On January 17, 2023 it will finally be available The Shardsthe highly anticipated book by Bret Easton Ellis which will be released thirteen years after his last novel, Imperial Bedrooms. As happened with White (the hybrid between essay and memoir that angered Millennials and liberals, one targeted for activism and cancel culture, the other accused of having been unable to predict and accept the Trump phenomenon), the novel had already emerged during the episodes of the writer’s podcast. As we told herein 2021 the serialization of a new, not fully identified literary product had started, The Shards, precisely, of which Ellis had taken to reading a new chapter every two weeks. The first photo of the new book (a 600-page tome) had been published in the Instagram profile of the writer as early as December 1, 2021. After a long wait, we are finally close to its release. While waiting to read it, we took a look at the first reviews.
Esquire dedicated a very long article to the book accompanied by beautiful photos of Bret Easton Ellis as a young man, because the book, as well as Lunar Park, is an autofiction: it is no coincidence that the young protagonist is called Bret, and his adolescence is very reminiscent of that of the author. Alex Bilmes of Esquire calls it “scary, macabre, violent, sexy, explicit, ambiguous, icy, funny, sad and disturbing, and so perfectly ‘Bret Easton Ellis’ that it sometimes flirts with self-parody (which, one suspects, is just the idea of the book). It’s hard to avoid the clichéd poster quote: If you like Bret Easton Ellis’ novels, you’ll love this one. If you hate Bret Easton Ellis novels, this won’t convince you otherwise.” On Guardian, Sam Byers is very positive: «optimized and strengthened, The Shards comes in printed form, and any lingering uncertainty that his brilliance lay more in acting [durante il podcast, ndr] which can be eliminated in writing.

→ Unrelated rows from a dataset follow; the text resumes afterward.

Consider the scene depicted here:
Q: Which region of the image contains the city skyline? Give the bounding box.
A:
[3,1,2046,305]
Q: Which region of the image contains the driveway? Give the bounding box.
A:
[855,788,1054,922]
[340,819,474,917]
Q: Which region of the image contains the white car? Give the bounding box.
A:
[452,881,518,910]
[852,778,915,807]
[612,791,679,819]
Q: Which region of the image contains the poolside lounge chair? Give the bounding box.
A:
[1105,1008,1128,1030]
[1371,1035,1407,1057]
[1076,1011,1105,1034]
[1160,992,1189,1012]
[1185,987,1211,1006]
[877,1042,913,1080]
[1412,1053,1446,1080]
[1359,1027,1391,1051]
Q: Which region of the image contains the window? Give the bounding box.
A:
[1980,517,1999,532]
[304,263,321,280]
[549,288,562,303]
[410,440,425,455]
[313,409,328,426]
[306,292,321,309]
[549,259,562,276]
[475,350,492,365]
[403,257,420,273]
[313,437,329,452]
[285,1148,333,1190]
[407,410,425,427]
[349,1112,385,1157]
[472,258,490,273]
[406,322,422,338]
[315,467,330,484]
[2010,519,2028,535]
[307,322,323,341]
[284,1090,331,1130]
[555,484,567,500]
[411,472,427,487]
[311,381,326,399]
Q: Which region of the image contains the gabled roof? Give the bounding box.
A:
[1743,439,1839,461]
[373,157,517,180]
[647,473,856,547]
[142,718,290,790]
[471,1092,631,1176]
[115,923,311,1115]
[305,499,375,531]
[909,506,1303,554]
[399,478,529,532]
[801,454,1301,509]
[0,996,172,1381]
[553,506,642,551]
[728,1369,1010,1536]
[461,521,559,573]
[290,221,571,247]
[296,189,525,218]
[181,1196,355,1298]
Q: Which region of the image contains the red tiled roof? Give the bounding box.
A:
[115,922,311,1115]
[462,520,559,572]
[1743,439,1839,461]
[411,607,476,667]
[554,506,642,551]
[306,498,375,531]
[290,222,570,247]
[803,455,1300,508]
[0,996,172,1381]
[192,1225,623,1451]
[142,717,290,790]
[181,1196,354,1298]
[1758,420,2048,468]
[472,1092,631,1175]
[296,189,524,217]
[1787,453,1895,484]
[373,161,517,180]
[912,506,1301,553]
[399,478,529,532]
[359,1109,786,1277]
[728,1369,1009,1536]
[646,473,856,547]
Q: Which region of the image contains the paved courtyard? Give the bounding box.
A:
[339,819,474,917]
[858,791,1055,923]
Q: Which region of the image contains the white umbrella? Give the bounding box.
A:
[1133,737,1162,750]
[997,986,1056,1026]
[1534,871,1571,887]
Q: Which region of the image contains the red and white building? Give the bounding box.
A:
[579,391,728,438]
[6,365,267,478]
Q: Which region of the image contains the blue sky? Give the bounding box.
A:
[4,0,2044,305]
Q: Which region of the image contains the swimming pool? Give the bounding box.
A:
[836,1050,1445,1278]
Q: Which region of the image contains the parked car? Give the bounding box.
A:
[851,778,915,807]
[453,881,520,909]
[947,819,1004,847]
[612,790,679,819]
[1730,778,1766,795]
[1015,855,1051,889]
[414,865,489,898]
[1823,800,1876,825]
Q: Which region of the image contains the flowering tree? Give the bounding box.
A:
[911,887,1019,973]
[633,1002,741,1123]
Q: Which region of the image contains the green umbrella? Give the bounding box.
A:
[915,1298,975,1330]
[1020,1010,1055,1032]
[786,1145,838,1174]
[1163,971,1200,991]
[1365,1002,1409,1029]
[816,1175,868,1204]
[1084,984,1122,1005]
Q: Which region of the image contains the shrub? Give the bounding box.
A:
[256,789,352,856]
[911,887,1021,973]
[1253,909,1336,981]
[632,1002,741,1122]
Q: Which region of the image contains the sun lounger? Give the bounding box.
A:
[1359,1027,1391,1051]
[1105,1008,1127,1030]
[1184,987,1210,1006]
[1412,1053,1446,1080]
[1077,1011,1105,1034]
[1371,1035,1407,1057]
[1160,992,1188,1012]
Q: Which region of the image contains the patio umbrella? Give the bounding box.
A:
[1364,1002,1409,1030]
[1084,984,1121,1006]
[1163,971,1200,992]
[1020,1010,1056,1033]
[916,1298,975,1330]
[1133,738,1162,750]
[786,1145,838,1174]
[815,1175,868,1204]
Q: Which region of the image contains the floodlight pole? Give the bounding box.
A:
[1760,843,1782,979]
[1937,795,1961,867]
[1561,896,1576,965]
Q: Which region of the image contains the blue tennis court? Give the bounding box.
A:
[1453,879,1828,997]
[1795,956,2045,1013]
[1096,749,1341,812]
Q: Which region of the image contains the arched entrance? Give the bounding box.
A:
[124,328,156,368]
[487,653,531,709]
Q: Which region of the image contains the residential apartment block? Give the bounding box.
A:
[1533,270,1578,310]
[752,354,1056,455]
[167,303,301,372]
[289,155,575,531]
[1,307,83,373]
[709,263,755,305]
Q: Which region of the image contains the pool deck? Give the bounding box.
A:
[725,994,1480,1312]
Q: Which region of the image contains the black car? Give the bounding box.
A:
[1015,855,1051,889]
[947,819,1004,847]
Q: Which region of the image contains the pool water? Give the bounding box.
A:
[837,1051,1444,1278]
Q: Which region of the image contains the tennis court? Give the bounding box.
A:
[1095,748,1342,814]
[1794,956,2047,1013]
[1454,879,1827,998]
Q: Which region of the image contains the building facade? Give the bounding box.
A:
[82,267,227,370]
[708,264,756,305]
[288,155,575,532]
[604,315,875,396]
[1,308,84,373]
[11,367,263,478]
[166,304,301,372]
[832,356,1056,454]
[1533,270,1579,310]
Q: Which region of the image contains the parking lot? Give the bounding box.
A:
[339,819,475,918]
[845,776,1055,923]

The Shards it’s not only Ellis’ strongest novel since the 1990s, it’s an all-out triumph, incorporating and subverting everything he’s done before and giving us, if we follow the book’s gleefully self-aware conceit, nothing less than the origin of the story of Ellis».
The setting is Los Angeles, the year 1981. The protagonist Bret and his group of very rich friends who go to school in BMWs and do cocaine in their huge empty houses (their parents are always traveling or on vacation). prepare for their senior year at Buckley High. While he works on the novel that we know will change his life, Less Than Zero, Bret is already cultivating the icy detachment for which he will become famous. With the arrival of a very charismatic new student, the balance of the group is broken, the atmosphere becomes, again using the words of the Guardian, «paranoid and tacitly hostile. But beneath the coldness and carnage, a new kinder quality is detectable. Where Ellis’ latest work of fiction, Imperial Bedrooms 2010, was hyper-distilled and suffocatingly dark, The Shards it is dreamlike and expansive, with longer sentences and a slower pace».